Ok, I found extruded acrylic but the cast one seems to be a problem.

What is the difference in regards to acrylic usage in aquariums?

--Nikolay


----------



## MiamiAG (Jan 13, 2004)

Extruded will not hold up for aquarium use. It is typically used for point-of-sale material that will be thrown away. Extruded will craze (spider cracks) as it absorbs 40% more water than does acrylic.
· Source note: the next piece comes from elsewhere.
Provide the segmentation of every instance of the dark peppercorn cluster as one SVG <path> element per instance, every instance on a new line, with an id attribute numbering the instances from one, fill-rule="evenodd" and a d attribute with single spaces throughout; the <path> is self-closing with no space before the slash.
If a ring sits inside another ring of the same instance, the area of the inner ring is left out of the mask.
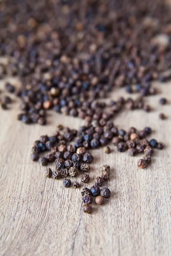
<path id="1" fill-rule="evenodd" d="M 0 64 L 0 79 L 6 75 L 21 79 L 20 88 L 6 84 L 8 92 L 21 99 L 19 120 L 44 125 L 46 110 L 53 109 L 103 127 L 123 108 L 150 111 L 143 97 L 157 93 L 151 81 L 171 78 L 162 74 L 170 67 L 170 8 L 162 0 L 112 2 L 86 1 L 83 7 L 77 0 L 3 3 L 0 55 L 9 60 Z M 97 102 L 113 87 L 123 86 L 128 93 L 141 96 L 109 105 Z M 6 102 L 1 102 L 4 109 Z M 84 146 L 105 145 L 112 136 L 108 131 L 101 138 L 88 134 Z M 70 134 L 66 137 L 72 140 Z"/>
Bite the bullet and get cast material. The US cast is best but expensive. If you purchase import cast, use Chemcast. However, I would not build an aquarium out of it.


----------



## gnatster (Mar 6, 2004)

Cast Acrylic

Cast is generally stonger then extruded for a given size, however it is more expensive.


----------



## niko (Jan 28, 2004)

Art and Gnatster, thanks for the prompt responses but I have not found any cast acrylic tubes with od of 1/4 to 3/4.

--Nikolay


----------



## MiamiAG (Jan 13, 2004)

Why do you want tube so small? You may need to go clear PVC for that.


----------



## niko (Jan 28, 2004)

Art,

I'm trying to make a DIY canister a better looking piece of equipment. The lid and the canister that I use are clear acrylic, more or less like this one.
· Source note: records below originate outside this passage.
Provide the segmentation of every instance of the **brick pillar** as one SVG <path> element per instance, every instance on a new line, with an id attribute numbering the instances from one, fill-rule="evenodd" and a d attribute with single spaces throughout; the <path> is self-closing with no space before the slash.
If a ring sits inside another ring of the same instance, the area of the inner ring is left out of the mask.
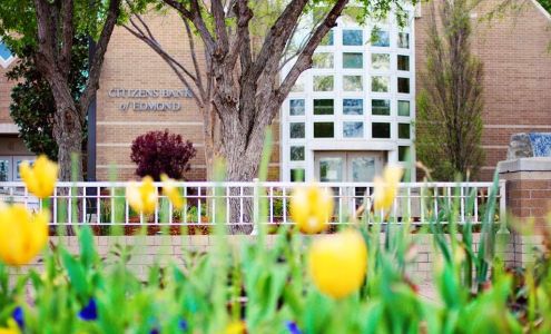
<path id="1" fill-rule="evenodd" d="M 498 164 L 500 179 L 505 180 L 506 206 L 520 224 L 534 222 L 529 235 L 513 234 L 514 264 L 533 259 L 533 248 L 542 246 L 542 228 L 551 213 L 551 157 L 519 158 Z"/>

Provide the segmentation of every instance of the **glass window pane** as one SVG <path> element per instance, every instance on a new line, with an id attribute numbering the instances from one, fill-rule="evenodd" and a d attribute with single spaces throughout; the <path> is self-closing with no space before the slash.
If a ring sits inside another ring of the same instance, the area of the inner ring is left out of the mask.
<path id="1" fill-rule="evenodd" d="M 363 68 L 364 57 L 363 53 L 343 53 L 343 68 Z"/>
<path id="2" fill-rule="evenodd" d="M 304 173 L 306 170 L 304 168 L 292 168 L 291 169 L 291 181 L 292 183 L 302 183 L 304 181 Z"/>
<path id="3" fill-rule="evenodd" d="M 375 30 L 372 33 L 372 45 L 374 47 L 387 48 L 391 46 L 391 37 L 388 31 Z"/>
<path id="4" fill-rule="evenodd" d="M 303 161 L 304 160 L 304 146 L 292 146 L 291 147 L 291 160 L 292 161 Z"/>
<path id="5" fill-rule="evenodd" d="M 314 76 L 314 90 L 315 91 L 332 91 L 333 90 L 333 76 Z"/>
<path id="6" fill-rule="evenodd" d="M 343 99 L 343 115 L 364 115 L 364 100 Z"/>
<path id="7" fill-rule="evenodd" d="M 304 115 L 304 99 L 289 100 L 289 115 L 291 116 Z"/>
<path id="8" fill-rule="evenodd" d="M 342 158 L 321 158 L 319 159 L 319 180 L 342 181 L 343 180 L 343 159 Z"/>
<path id="9" fill-rule="evenodd" d="M 314 122 L 314 138 L 333 138 L 333 137 L 334 137 L 333 121 Z"/>
<path id="10" fill-rule="evenodd" d="M 10 160 L 0 159 L 0 181 L 9 181 L 10 173 Z"/>
<path id="11" fill-rule="evenodd" d="M 410 116 L 410 101 L 399 101 L 399 116 Z"/>
<path id="12" fill-rule="evenodd" d="M 333 46 L 333 30 L 329 30 L 329 32 L 322 38 L 319 46 Z"/>
<path id="13" fill-rule="evenodd" d="M 391 86 L 391 79 L 388 77 L 371 77 L 371 91 L 387 92 Z"/>
<path id="14" fill-rule="evenodd" d="M 399 138 L 410 139 L 410 124 L 406 122 L 399 124 Z"/>
<path id="15" fill-rule="evenodd" d="M 391 115 L 391 101 L 390 100 L 371 100 L 371 114 L 372 115 Z"/>
<path id="16" fill-rule="evenodd" d="M 312 56 L 313 68 L 333 68 L 333 53 L 317 52 Z"/>
<path id="17" fill-rule="evenodd" d="M 333 115 L 335 110 L 334 104 L 332 99 L 314 100 L 314 115 Z"/>
<path id="18" fill-rule="evenodd" d="M 289 137 L 291 138 L 304 138 L 305 137 L 304 122 L 291 122 L 289 124 Z"/>
<path id="19" fill-rule="evenodd" d="M 343 46 L 362 46 L 363 43 L 362 30 L 343 30 Z"/>
<path id="20" fill-rule="evenodd" d="M 410 78 L 399 78 L 399 92 L 410 92 Z"/>
<path id="21" fill-rule="evenodd" d="M 410 49 L 410 33 L 399 32 L 399 48 Z"/>
<path id="22" fill-rule="evenodd" d="M 405 161 L 410 154 L 410 146 L 399 146 L 399 161 Z"/>
<path id="23" fill-rule="evenodd" d="M 363 89 L 362 76 L 343 76 L 344 91 L 362 91 Z"/>
<path id="24" fill-rule="evenodd" d="M 397 69 L 399 69 L 399 71 L 409 71 L 410 70 L 410 56 L 399 55 Z"/>
<path id="25" fill-rule="evenodd" d="M 391 125 L 388 122 L 372 124 L 373 138 L 391 138 Z"/>
<path id="26" fill-rule="evenodd" d="M 371 55 L 371 67 L 375 70 L 391 69 L 391 55 L 388 53 L 372 53 Z"/>
<path id="27" fill-rule="evenodd" d="M 375 177 L 375 158 L 356 157 L 352 159 L 352 181 L 371 183 L 373 177 Z M 365 188 L 363 190 L 365 191 Z M 358 196 L 363 196 L 364 191 Z"/>
<path id="28" fill-rule="evenodd" d="M 293 88 L 291 88 L 291 91 L 304 91 L 305 86 L 304 76 L 299 76 L 298 79 L 296 79 L 295 85 L 293 85 Z"/>
<path id="29" fill-rule="evenodd" d="M 343 122 L 343 137 L 345 138 L 362 138 L 364 136 L 363 121 L 345 121 Z"/>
I don't know if that jar is extruded or cast. The in- and outflow of the filter as it is now are made of PVC fittings and O-rings. It'd be nice to have the whole thing made of acrylic. But the smallest cast acrylic pipe that I see is 1-1/2" od...

--Nikolay


----------



## MiamiAG (Jan 13, 2004)

Yes, try clear PVC or a nice schedul 80 pipe (grey). Post pics.


----------



## niko (Jan 28, 2004)

Then what would be a good glue for the PVC/acrylic joint? PVC cement or an acrylic one?

--Nikolay


----------



## MiamiAG (Jan 13, 2004)

Best is Weldon 40. You can buy it at www.craftics.com. You will need an applicator bottle to apply it.

If you can't get the 40, PVC glue will work but I wouldn't recommend it.


----------